PlayReplay: Não temos muitos livros licenciados sobre videogames aqui no Brasil, mas o seu “Nos Bastidores da Nintendo” emplacou uma grande editora e vendeu muito bem. Deve ser fantástico ver o seu trabalho ver tão bem recebido pelo mundo…

Jeff Ryan: Fico muito satisfeito, obrigado! Tivemos que apresentar o livro às editoras como uma obra de “subcultura” porque não havia muitos livros sobre o assunto na época. Então foi engraçado, pois tive que explicar às pessoas que essa tal “subcultura” já era mais popular que os filmes!

Você sempre quis escrever sobre videogames? Como entrou no mundo da Nintendo?

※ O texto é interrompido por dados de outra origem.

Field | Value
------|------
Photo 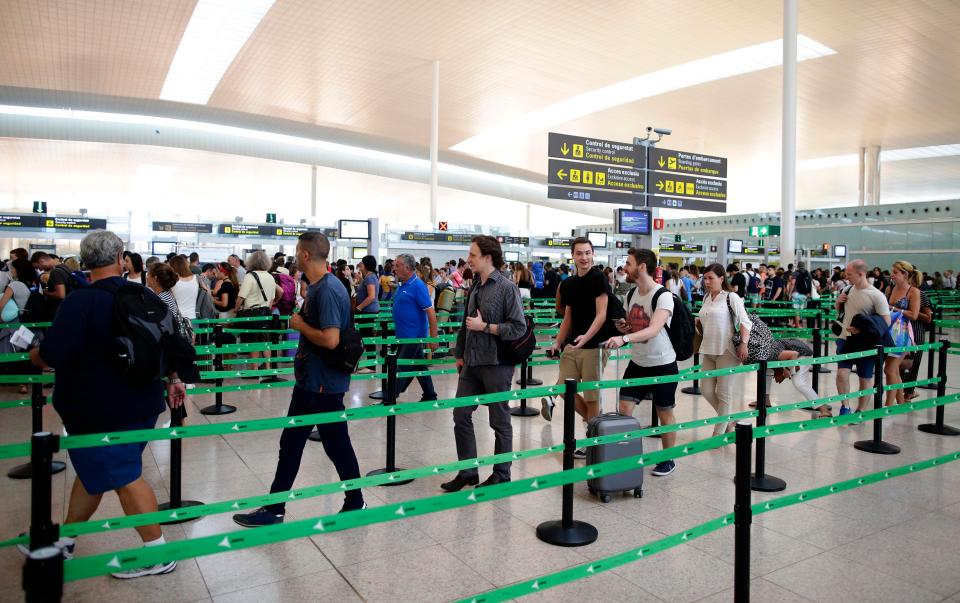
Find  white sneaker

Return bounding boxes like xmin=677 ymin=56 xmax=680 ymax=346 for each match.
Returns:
xmin=110 ymin=561 xmax=177 ymax=580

Como quase todos, cresci jogando videogame. Primeiro no T1-994a, depois do NES e, finalmente, no Mega Drive. Me distanciei no colegial — queria poder dizer que foi por causa das garotas mas, na verdade, foram os quadrinhos (risos). Talvez eu tivesse continuado distante se não fosse a oportunidade que recebi de escrever análises de jogos para um site de cultura pop. Foi aí que notei o quanto a história dos games era basicamente a história do Mario. E contá-la me permitiu explorar 30 anos de história dos jogos eletrônicos!

Qual seu sistema favorito da Nintendo até agora?

Comprei um Game Boy já no lançamento, e pelo primeiro e segundo anos eu levava praticamente todos os jogos para casa. Só parei porque nenhum adolescente tem tanto dinheiro, e quem quer um quinto jogo sobre beisebol quando você nem jogou os outros quatro ainda?

Acha que o passado da Nintendo como desenvolvedora de brinquedos impactou muito sua filosofia nos videogames?

É um ótimo pensamento. Eles realmente olham seus videogames como uma forma de brinquedos eletrônicos, enquanto gente demais os enxerga como filmes…

Qual foi a maior descoberta que você fez em sua pesquisa?

Quanto dinheiro “Donkey Kong” conseguiu arrecadar. Foram 180 milhões de dólares em 1981 e outros 100 milhões em 1982. A Nintendo nunca esteve quebrada, sequer flertou com a ideia de precisar lançar um único game para salvá-la da falência. Todas as suas decisões, inclusive as mais estranhas, podem ser explicadas pelo fato da Big N tomá-las enquanto está sentada sobre um prédio de 20 andares cheio de dinheiro.

Você soube que a Nintendo deixou o mercado brasileiro em 2015? Muitos jogadores daqui culpam não apenas nosso governo e seus impostos, mas também o modelo de negócios conservador da companhia. Afinal, tanto a Sony como a Microsoft estão razoavelmente firmes por aqui. Acha que a estratégia da Nintendo foca demais no mercado japonês e norte-americano e joga seguro demais em outros mercados em potencial?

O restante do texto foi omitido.